I’d been to the Met with Chantal a week earlier and had absorbed a good deal of information from catalogues and wall-mounted copyblocks and I’d also recently read American Visions by Robert Hughes, as well as heaps of Thoreau and Emerson, so I felt comfortable enough saying, ‘Yeah, sure. I wouldn’t be an expert or anything, but yeah.’ I leant forward slightly, and around, and studied her face, her eyes. She met my gaze. I said, ‘Do you want me to help you with this … paper?’

‘Would you?’ she said in small voice. ‘Can you … I mean, if you’re not busy?’
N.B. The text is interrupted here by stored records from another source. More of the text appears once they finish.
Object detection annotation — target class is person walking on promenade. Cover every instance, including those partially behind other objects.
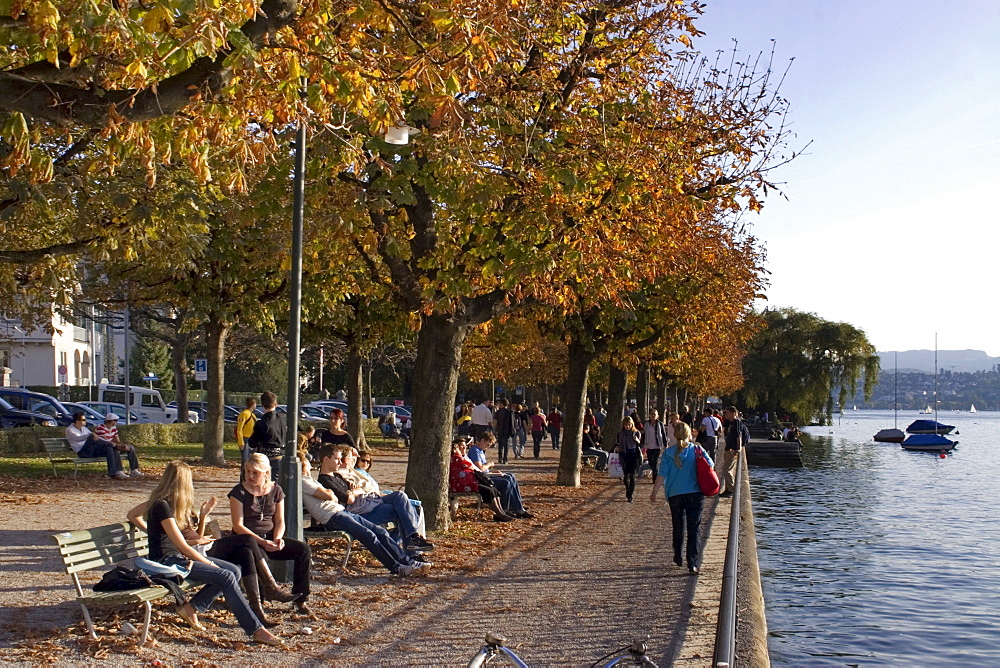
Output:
[719,406,750,496]
[642,408,667,485]
[615,417,642,503]
[545,406,562,450]
[531,406,545,459]
[649,422,715,575]
[492,399,517,464]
‘I’m the crown prince of Toyland, remember, so it’s not like I have a job to go to.’

She smiled for the first time.

We went into her apartment and in about two hours did a rough draft of the paper. About four hours after that again I finally staggered out of the building.

Another time I was in the offices of Kerr & Dexter, dropping off some copy, when I bumped into Clare Dormer. Although I’d only met Clare once or twice before, I greeted her very warmly. She’d just been in with Mark Sutton discussing some contractual matter, so I decided to tell her my idea about confining her book to boys, starting with Leave it to Beaver and taking it as far as The Simpsons and then calling it Raising Sons: From Beaver to Bart. She laughed generously at this and slapped the back of her hand against my jacket lapel.

Then she paused, as though something she hadn’t realized before was suddenly dawning on her.

Twenty minutes later we were down in a quiet stairwell together on the twelfth floor, sharing a cigarette.